Unfall bei Haigerloch: Zwei Autos krachen auf der B463 frontal ineinander – Fahrerin betrunken

Totalschaden waren die beiden Autos, die in der Dienstagnacht beim Salzbergwerk in Stetten fast frontal aufeinanderknallten.
Thomas Kost- Schwerer Unfall auf der B 463 bei Haigerloch: Zwei Autos kollidierten nahezu frontal.
- Eine alkoholisierte 30-Jährige geriet in den Gegenverkehr – Atemalkoholwert über drei Promille.
- Drei Verletzte, darunter die Unfallverursacherin, wurden ins Krankenhaus gebracht.
- Fahrzeuge erlitten Totalschaden, Gesamtschaden etwa 19.000 Euro.
- Bundesstraße bis 23.15 Uhr gesperrt – Feuerwehr mit 22 Kräften im Einsatz.
Die Zusammenfassung wurde durch künstliche Intelligenz erstellt.
Kurz nach dem Unfall am Dienstagabend gegen 21.45 Uhr wollte sich die Polizei noch nicht zu einer möglichen Ursache äußern. Jetzt geht sie davon aus, dass Alkohol im Spiel war. In einer Pressemitteilung zum Unfallgeschehen spricht die Polizei davon, dass eine 30-jährige Autofahrerin „deutlich alkoholisiert“ war, als mit ihrem Hyundai i10 auf der Bundesstraße 463 von Haigerloch in Richtung Balingen unterwegs war. Auf Höhe des Salzbergwerks - in etwa bei der Clara-Stollen genannten Einfahrt ins Bergwerk – kam sie in der lang gezogenen Rechtskurve mit ihrem Kleinwagen nach links auf die Gegenfahrbahn. Dort prallte sie frontal gegen einen ihr aus Richtung Balingen entgegenkommenden roten Kia Ceed, dessen 34 Jahre alter Fahrer laut Polizei keinerlei Chancen hatte, um noch reagieren und den Unfall vermeiden zu können.

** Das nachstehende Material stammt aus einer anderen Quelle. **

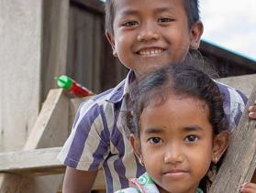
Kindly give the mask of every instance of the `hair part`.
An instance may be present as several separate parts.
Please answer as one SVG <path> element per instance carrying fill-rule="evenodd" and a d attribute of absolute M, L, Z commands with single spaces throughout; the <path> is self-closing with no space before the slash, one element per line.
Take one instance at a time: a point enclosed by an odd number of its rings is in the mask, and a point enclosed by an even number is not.
<path fill-rule="evenodd" d="M 141 113 L 149 105 L 166 102 L 170 94 L 205 102 L 215 134 L 228 129 L 223 99 L 216 82 L 188 61 L 173 64 L 145 77 L 131 89 L 128 116 L 131 132 L 139 137 Z"/>
<path fill-rule="evenodd" d="M 199 15 L 199 0 L 183 0 L 184 10 L 187 15 L 188 26 L 192 27 L 193 24 L 200 20 Z M 114 19 L 116 16 L 115 0 L 106 0 L 105 3 L 105 27 L 109 33 L 114 36 Z"/>

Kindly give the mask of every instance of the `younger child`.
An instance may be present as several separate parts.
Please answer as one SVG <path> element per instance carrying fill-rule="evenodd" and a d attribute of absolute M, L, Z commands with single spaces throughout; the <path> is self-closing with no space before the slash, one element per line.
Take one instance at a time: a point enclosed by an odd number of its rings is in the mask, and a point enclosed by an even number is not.
<path fill-rule="evenodd" d="M 90 192 L 100 168 L 108 193 L 128 188 L 128 178 L 144 173 L 123 120 L 129 85 L 161 67 L 183 61 L 190 50 L 198 48 L 203 33 L 198 0 L 106 0 L 106 27 L 113 54 L 130 72 L 114 89 L 80 106 L 59 155 L 67 166 L 63 193 Z M 234 89 L 218 87 L 225 93 L 231 131 L 247 99 Z"/>
<path fill-rule="evenodd" d="M 229 142 L 214 80 L 193 66 L 173 64 L 143 79 L 130 96 L 130 142 L 147 172 L 130 180 L 135 188 L 117 192 L 207 192 L 206 173 L 216 173 Z"/>

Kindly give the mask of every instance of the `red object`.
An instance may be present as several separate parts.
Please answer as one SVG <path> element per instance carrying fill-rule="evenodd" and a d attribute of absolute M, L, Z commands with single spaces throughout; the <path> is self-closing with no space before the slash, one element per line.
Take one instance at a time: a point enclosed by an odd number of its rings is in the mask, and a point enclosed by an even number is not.
<path fill-rule="evenodd" d="M 83 87 L 72 79 L 66 75 L 62 75 L 56 78 L 59 87 L 67 90 L 71 94 L 76 97 L 86 97 L 94 95 L 94 92 L 90 90 Z"/>

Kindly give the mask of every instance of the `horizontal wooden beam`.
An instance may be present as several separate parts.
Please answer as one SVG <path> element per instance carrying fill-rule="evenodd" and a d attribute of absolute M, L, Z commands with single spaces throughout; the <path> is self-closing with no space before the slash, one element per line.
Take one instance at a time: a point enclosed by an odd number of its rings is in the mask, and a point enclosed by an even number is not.
<path fill-rule="evenodd" d="M 105 4 L 100 0 L 71 0 L 71 5 L 90 9 L 103 15 L 105 13 Z"/>
<path fill-rule="evenodd" d="M 62 147 L 24 150 L 0 154 L 0 173 L 44 176 L 63 174 L 65 166 L 57 158 Z M 105 189 L 103 170 L 98 171 L 93 189 Z"/>
<path fill-rule="evenodd" d="M 61 148 L 2 153 L 0 154 L 0 172 L 35 175 L 63 173 L 65 166 L 57 159 Z"/>

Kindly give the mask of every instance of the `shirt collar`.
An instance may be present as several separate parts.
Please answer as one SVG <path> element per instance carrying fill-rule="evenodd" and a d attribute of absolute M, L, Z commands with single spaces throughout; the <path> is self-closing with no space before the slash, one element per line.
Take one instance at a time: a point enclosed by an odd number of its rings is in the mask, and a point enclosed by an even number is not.
<path fill-rule="evenodd" d="M 127 78 L 113 89 L 113 91 L 111 91 L 112 94 L 110 95 L 109 99 L 106 100 L 106 102 L 111 103 L 117 103 L 121 102 L 125 98 L 125 96 L 128 94 L 130 82 L 134 79 L 134 72 L 132 70 L 129 70 Z"/>

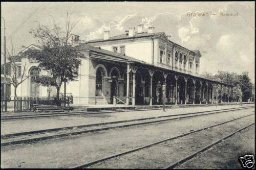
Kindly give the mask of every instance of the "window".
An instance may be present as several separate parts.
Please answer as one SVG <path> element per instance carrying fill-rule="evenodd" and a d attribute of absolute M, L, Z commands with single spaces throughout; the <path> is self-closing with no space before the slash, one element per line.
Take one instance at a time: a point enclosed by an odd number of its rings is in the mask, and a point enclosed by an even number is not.
<path fill-rule="evenodd" d="M 20 76 L 22 76 L 22 66 L 19 65 L 18 66 L 18 67 L 17 67 L 17 74 L 18 74 L 18 77 L 20 77 Z"/>
<path fill-rule="evenodd" d="M 181 65 L 182 65 L 182 55 L 180 54 L 180 68 L 181 68 Z"/>
<path fill-rule="evenodd" d="M 117 46 L 114 46 L 113 47 L 113 51 L 114 53 L 118 53 L 118 48 Z"/>
<path fill-rule="evenodd" d="M 160 50 L 160 63 L 163 63 L 163 51 L 162 50 Z"/>
<path fill-rule="evenodd" d="M 125 46 L 121 46 L 120 47 L 120 53 L 122 54 L 125 53 Z"/>
<path fill-rule="evenodd" d="M 79 66 L 78 66 L 77 67 L 76 67 L 76 68 L 75 68 L 75 72 L 77 72 L 77 74 L 78 74 L 78 73 L 79 73 Z"/>
<path fill-rule="evenodd" d="M 187 56 L 186 55 L 184 55 L 184 65 L 183 65 L 183 68 L 184 69 L 185 69 L 186 67 L 186 63 L 187 62 Z"/>
<path fill-rule="evenodd" d="M 170 65 L 170 55 L 168 53 L 167 56 L 167 65 Z"/>
<path fill-rule="evenodd" d="M 177 63 L 178 63 L 178 53 L 176 52 L 175 53 L 175 67 L 177 67 Z"/>

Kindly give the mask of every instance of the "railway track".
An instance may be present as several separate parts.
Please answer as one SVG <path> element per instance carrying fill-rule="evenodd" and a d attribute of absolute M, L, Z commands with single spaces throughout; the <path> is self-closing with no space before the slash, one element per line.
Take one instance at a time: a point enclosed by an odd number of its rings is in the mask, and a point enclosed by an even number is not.
<path fill-rule="evenodd" d="M 214 105 L 208 104 L 206 105 L 204 105 L 204 106 L 212 106 Z M 160 107 L 160 106 L 159 106 Z M 188 106 L 187 107 L 191 107 L 191 106 Z M 202 107 L 202 105 L 195 105 L 193 106 L 193 107 Z M 183 106 L 182 108 L 185 108 L 186 107 Z M 175 106 L 171 106 L 171 107 L 167 107 L 166 109 L 171 109 L 176 108 Z M 19 115 L 12 115 L 12 116 L 1 116 L 2 120 L 8 120 L 12 119 L 26 119 L 26 118 L 36 118 L 40 117 L 54 117 L 54 116 L 72 116 L 72 115 L 87 115 L 87 114 L 102 114 L 102 113 L 117 113 L 121 112 L 123 111 L 148 111 L 148 110 L 161 110 L 162 108 L 148 108 L 148 109 L 118 109 L 116 110 L 104 110 L 104 111 L 80 111 L 80 112 L 62 112 L 62 113 L 56 113 L 56 112 L 50 112 L 49 113 L 44 113 L 44 114 L 24 114 Z"/>
<path fill-rule="evenodd" d="M 236 118 L 236 119 L 234 119 L 228 120 L 228 121 L 224 122 L 223 122 L 223 123 L 219 123 L 219 124 L 216 124 L 216 125 L 212 125 L 212 126 L 206 127 L 205 127 L 205 128 L 202 128 L 202 129 L 198 129 L 198 130 L 195 130 L 195 131 L 191 131 L 191 132 L 188 132 L 188 133 L 185 133 L 185 134 L 182 134 L 182 135 L 178 135 L 178 136 L 175 136 L 175 137 L 173 137 L 165 139 L 164 139 L 164 140 L 162 140 L 158 141 L 155 142 L 153 143 L 150 143 L 150 144 L 146 145 L 144 145 L 144 146 L 142 146 L 142 147 L 139 147 L 139 148 L 136 148 L 136 149 L 130 150 L 124 152 L 119 153 L 118 153 L 118 154 L 116 154 L 110 156 L 108 156 L 108 157 L 106 157 L 105 158 L 102 158 L 102 159 L 100 159 L 96 160 L 93 161 L 91 162 L 89 162 L 89 163 L 85 163 L 85 164 L 81 164 L 81 165 L 78 165 L 78 166 L 76 166 L 75 167 L 71 167 L 71 168 L 87 168 L 87 167 L 91 167 L 91 166 L 92 166 L 92 168 L 94 168 L 93 167 L 93 165 L 95 165 L 96 164 L 97 164 L 97 163 L 99 163 L 103 162 L 104 162 L 105 161 L 107 161 L 108 160 L 111 159 L 112 158 L 120 157 L 121 157 L 122 156 L 123 156 L 123 155 L 130 154 L 130 153 L 134 153 L 134 152 L 137 152 L 137 151 L 139 151 L 141 150 L 142 149 L 148 149 L 148 148 L 150 148 L 150 147 L 152 147 L 153 146 L 159 144 L 160 143 L 163 143 L 163 142 L 166 142 L 166 141 L 171 141 L 171 140 L 173 140 L 176 139 L 182 138 L 182 137 L 188 136 L 189 135 L 190 135 L 191 134 L 193 134 L 193 133 L 196 133 L 196 132 L 199 132 L 203 131 L 203 130 L 206 130 L 207 129 L 209 129 L 209 128 L 214 128 L 214 127 L 217 127 L 218 126 L 220 126 L 220 125 L 224 125 L 224 124 L 226 124 L 227 123 L 230 123 L 230 122 L 233 122 L 233 121 L 235 121 L 236 120 L 238 120 L 238 119 L 242 119 L 242 118 L 243 118 L 244 117 L 247 117 L 247 116 L 251 116 L 251 115 L 254 115 L 254 114 L 250 114 L 247 115 L 245 115 L 245 116 L 242 116 L 242 117 L 239 117 L 239 118 Z M 240 132 L 240 131 L 242 131 L 242 130 L 244 130 L 244 129 L 245 129 L 249 127 L 250 126 L 251 126 L 253 125 L 254 124 L 255 124 L 254 123 L 252 123 L 252 124 L 250 124 L 250 125 L 249 125 L 248 126 L 246 126 L 245 127 L 243 127 L 243 128 L 239 129 L 238 130 L 235 131 L 234 132 L 232 132 L 232 133 L 231 133 L 229 134 L 228 135 L 225 136 L 224 137 L 223 137 L 223 138 L 221 138 L 220 139 L 218 139 L 218 140 L 217 140 L 216 141 L 215 141 L 214 142 L 213 142 L 211 144 L 210 144 L 209 145 L 207 145 L 205 147 L 204 147 L 203 148 L 202 148 L 202 149 L 201 149 L 197 151 L 197 152 L 195 152 L 193 153 L 192 154 L 190 154 L 190 155 L 188 155 L 188 156 L 184 157 L 182 159 L 179 160 L 178 161 L 177 161 L 177 162 L 175 162 L 174 163 L 172 163 L 172 164 L 169 165 L 168 166 L 165 167 L 165 168 L 167 168 L 167 169 L 172 169 L 172 168 L 174 168 L 177 167 L 179 165 L 180 165 L 181 164 L 185 162 L 188 161 L 188 160 L 193 158 L 193 157 L 194 157 L 195 156 L 196 156 L 198 153 L 200 153 L 200 152 L 203 152 L 204 151 L 207 150 L 208 149 L 209 149 L 209 148 L 212 147 L 212 146 L 214 146 L 214 145 L 216 145 L 216 144 L 220 143 L 220 142 L 221 142 L 223 140 L 225 140 L 226 139 L 227 139 L 227 138 L 230 137 L 231 136 L 232 136 L 234 134 L 235 134 L 236 133 L 239 132 Z"/>
<path fill-rule="evenodd" d="M 189 160 L 193 158 L 194 157 L 195 157 L 198 154 L 203 152 L 204 151 L 206 151 L 207 149 L 209 149 L 210 148 L 211 148 L 215 145 L 217 144 L 218 143 L 219 143 L 221 142 L 223 140 L 226 139 L 227 138 L 230 138 L 232 136 L 234 135 L 236 133 L 240 132 L 240 131 L 242 131 L 242 130 L 249 128 L 249 127 L 254 125 L 255 123 L 252 123 L 251 124 L 248 126 L 246 126 L 240 129 L 239 130 L 236 131 L 234 132 L 231 133 L 229 134 L 228 135 L 225 136 L 224 137 L 220 139 L 217 140 L 215 141 L 214 141 L 212 143 L 211 143 L 210 144 L 207 145 L 205 147 L 204 147 L 203 148 L 201 149 L 201 150 L 199 150 L 193 154 L 185 157 L 185 158 L 183 158 L 179 161 L 177 161 L 176 162 L 175 162 L 171 165 L 168 165 L 168 166 L 166 167 L 165 169 L 174 169 L 174 168 L 179 166 L 180 165 L 186 162 L 186 161 L 188 161 Z"/>
<path fill-rule="evenodd" d="M 3 141 L 3 142 L 1 142 L 1 147 L 21 143 L 35 142 L 43 140 L 56 138 L 70 135 L 75 135 L 89 132 L 118 129 L 148 124 L 153 124 L 161 122 L 203 116 L 208 114 L 217 114 L 241 109 L 250 109 L 253 107 L 254 107 L 252 106 L 238 108 L 229 108 L 214 111 L 185 113 L 183 114 L 151 117 L 136 119 L 88 124 L 81 126 L 9 134 L 1 135 L 1 141 Z M 154 120 L 152 120 L 152 119 Z M 126 124 L 127 123 L 131 122 L 136 123 Z"/>

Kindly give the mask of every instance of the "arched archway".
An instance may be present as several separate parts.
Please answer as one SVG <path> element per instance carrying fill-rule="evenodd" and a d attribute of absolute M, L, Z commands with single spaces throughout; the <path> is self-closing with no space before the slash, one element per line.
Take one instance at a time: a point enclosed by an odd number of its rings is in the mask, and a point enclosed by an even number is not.
<path fill-rule="evenodd" d="M 110 77 L 111 77 L 111 83 L 110 84 L 110 103 L 113 104 L 114 96 L 119 96 L 119 81 L 118 79 L 121 78 L 121 74 L 119 69 L 116 67 L 113 67 L 110 72 Z"/>
<path fill-rule="evenodd" d="M 118 78 L 121 78 L 121 74 L 120 72 L 119 69 L 117 67 L 114 67 L 111 68 L 110 72 L 110 77 L 112 77 L 113 76 L 113 72 L 115 72 L 114 74 L 117 75 L 118 76 Z"/>
<path fill-rule="evenodd" d="M 29 70 L 30 81 L 30 96 L 33 98 L 37 98 L 39 95 L 39 85 L 36 82 L 39 78 L 40 71 L 37 67 L 33 66 Z"/>
<path fill-rule="evenodd" d="M 104 67 L 99 66 L 95 70 L 96 74 L 96 96 L 102 96 L 103 95 L 104 86 L 104 77 L 106 76 L 106 72 L 104 69 Z"/>
<path fill-rule="evenodd" d="M 183 69 L 186 69 L 186 64 L 187 61 L 187 56 L 185 54 L 183 56 Z"/>
<path fill-rule="evenodd" d="M 180 53 L 180 65 L 179 65 L 179 68 L 182 68 L 182 60 L 183 60 L 183 58 L 182 58 L 182 54 Z"/>
<path fill-rule="evenodd" d="M 176 68 L 177 68 L 178 67 L 178 52 L 175 52 L 175 66 Z"/>

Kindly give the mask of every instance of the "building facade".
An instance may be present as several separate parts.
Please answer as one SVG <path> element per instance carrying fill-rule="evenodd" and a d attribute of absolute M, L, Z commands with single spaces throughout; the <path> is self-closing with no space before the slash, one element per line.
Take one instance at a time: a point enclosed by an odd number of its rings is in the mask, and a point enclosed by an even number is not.
<path fill-rule="evenodd" d="M 166 104 L 209 103 L 218 98 L 228 102 L 231 98 L 230 85 L 200 76 L 201 55 L 198 50 L 173 42 L 164 32 L 154 33 L 154 27 L 144 30 L 140 25 L 137 31 L 131 28 L 124 34 L 114 37 L 107 31 L 102 39 L 75 47 L 85 56 L 77 80 L 67 86 L 75 105 L 160 105 L 163 96 Z M 28 48 L 39 47 L 31 45 Z M 27 66 L 23 66 L 25 63 Z M 47 96 L 49 88 L 50 95 L 56 95 L 54 87 L 35 83 L 38 76 L 47 75 L 39 71 L 36 61 L 24 57 L 20 64 L 26 69 L 28 78 L 18 87 L 18 96 Z M 225 89 L 225 93 L 215 92 L 218 86 Z M 60 91 L 63 91 L 63 87 Z"/>

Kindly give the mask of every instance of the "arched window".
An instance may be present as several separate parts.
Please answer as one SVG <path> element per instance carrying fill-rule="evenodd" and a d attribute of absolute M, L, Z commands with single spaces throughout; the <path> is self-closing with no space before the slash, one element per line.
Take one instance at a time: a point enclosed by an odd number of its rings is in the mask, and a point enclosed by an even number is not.
<path fill-rule="evenodd" d="M 182 65 L 182 54 L 180 54 L 180 68 L 181 68 L 181 65 Z"/>
<path fill-rule="evenodd" d="M 36 98 L 39 96 L 39 85 L 36 80 L 39 78 L 39 72 L 40 71 L 38 68 L 35 67 L 31 68 L 29 71 L 30 77 L 30 96 L 31 97 Z"/>
<path fill-rule="evenodd" d="M 32 82 L 36 82 L 36 80 L 38 79 L 39 77 L 39 69 L 36 67 L 33 68 L 30 71 L 30 77 L 31 78 Z"/>
<path fill-rule="evenodd" d="M 183 61 L 183 63 L 184 63 L 183 68 L 185 69 L 185 67 L 186 67 L 186 63 L 187 62 L 187 56 L 185 55 L 184 55 L 183 59 L 184 59 L 184 60 L 183 60 L 184 61 Z"/>
<path fill-rule="evenodd" d="M 176 52 L 175 53 L 175 67 L 177 67 L 177 63 L 178 63 L 178 52 Z"/>

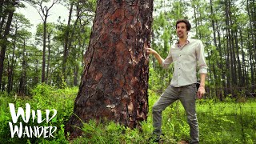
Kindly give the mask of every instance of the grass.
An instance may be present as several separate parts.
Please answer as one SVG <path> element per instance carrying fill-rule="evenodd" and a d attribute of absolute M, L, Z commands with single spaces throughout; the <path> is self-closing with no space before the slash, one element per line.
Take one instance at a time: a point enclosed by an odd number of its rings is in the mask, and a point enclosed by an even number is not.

Hohen Promillewert festgestellt
Beide Fahrer und der 48 Jahre alte Beifahrer im Hyundai konnten sich selbstständig aus den Fahrzeugwracks befreien. Alle drei erlitten nach ersten Angaben am Unfallort keine ganz schwerwiegenden Verletzungen, aber doch soweit, dass sie vom Rettungsdienst zu weiteren Untersuchungen ins Krankenhaus gebracht werden mussten. Beide Autos, an denen jeweils wirtschaftliche Totalschäden in einer Höhe von insgesamt rund 19.000 Euro entstanden sein dürfte, mussten nachfolgend von Abschleppdiensten aufgeladen und abtransportiert werden.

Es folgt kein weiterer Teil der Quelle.